Ribonuclease notation information: A dash (-) indicates the cutting position of the indicated ribonuclease. For example, “-ACA” indicates a cut before the ACA sequence, “G-” indicates a cut after G bases, and “G-U” indicates a cut between G and U bases.

NOTICE The ribonuclease options "Nonspecific" or “None” are not supported for theoretical digestion at this time.
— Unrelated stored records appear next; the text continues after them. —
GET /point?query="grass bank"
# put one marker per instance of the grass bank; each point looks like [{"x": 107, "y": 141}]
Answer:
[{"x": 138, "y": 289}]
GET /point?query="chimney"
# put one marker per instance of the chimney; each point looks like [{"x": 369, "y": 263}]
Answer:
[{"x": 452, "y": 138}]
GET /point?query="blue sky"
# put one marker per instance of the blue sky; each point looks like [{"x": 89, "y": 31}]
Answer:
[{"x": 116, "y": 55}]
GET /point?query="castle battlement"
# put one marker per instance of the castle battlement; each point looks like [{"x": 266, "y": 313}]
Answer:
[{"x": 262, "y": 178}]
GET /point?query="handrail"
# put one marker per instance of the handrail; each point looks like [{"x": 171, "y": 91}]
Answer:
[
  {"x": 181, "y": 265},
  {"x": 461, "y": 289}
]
Thus, if you enable the Customize Results page to view theoretical digestion results, do not use these ribonuclease options.
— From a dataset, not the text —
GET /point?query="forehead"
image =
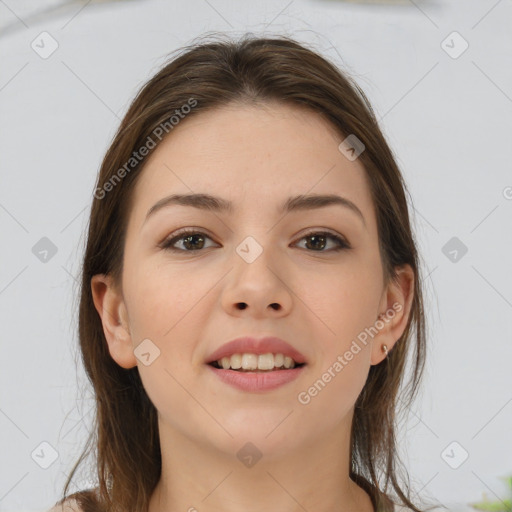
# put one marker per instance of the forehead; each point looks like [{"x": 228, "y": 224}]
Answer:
[{"x": 253, "y": 156}]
Custom Specificity (checkbox)

Specifies any custom specificity applied to the ribonuclease assigned to the currently open processing method.

By default, the Custom Specificity field is inactive (gray) but you can enable it for the selected RNase by selecting the Custom Specificity checkbox.

  • When using a custom base, replace the standard oligonucleotide base with the base used in your experiment.
  • For example, if you used RNase A in your experiment, but your oligonucleotide consisted of the base 5-methoxy-U (M) instead of U, you can create a custom specificity of RNase A = C-, M- so that the theoretical results correctly reflect the experiment.
  • When applying custom activity to a ribonuclease, follow the notation pattern below.
  • A dash (-) indicates the cutting location of the indicated ribonuclease.
  • For example, “-ACA” indicates a cut before the ACA sequence, “G-” indicates a cut after G bases, and “G-U” indicates a cut between G and U bases.

Phosphate Location

Specifies the phosphate location defined for the currently open processing method.

  • None
  • 3’-linear
  • 3’-cyclic
  • 5"

Specificity Level

Defines the level of ribonuclease specificity for the ribonuclease assigned to the currently open processing method.

  • Low
  • Medium
  • High (default)
  • Strict

Specificity levels High, Medium, and Low correspond to confidence factors that the application uses to determine the final confidence score of component identification. The difference between these levels can impact your results when two or more components match the spectrum, but only one of the components adheres to the specificity requirements of the selected ribonuclease.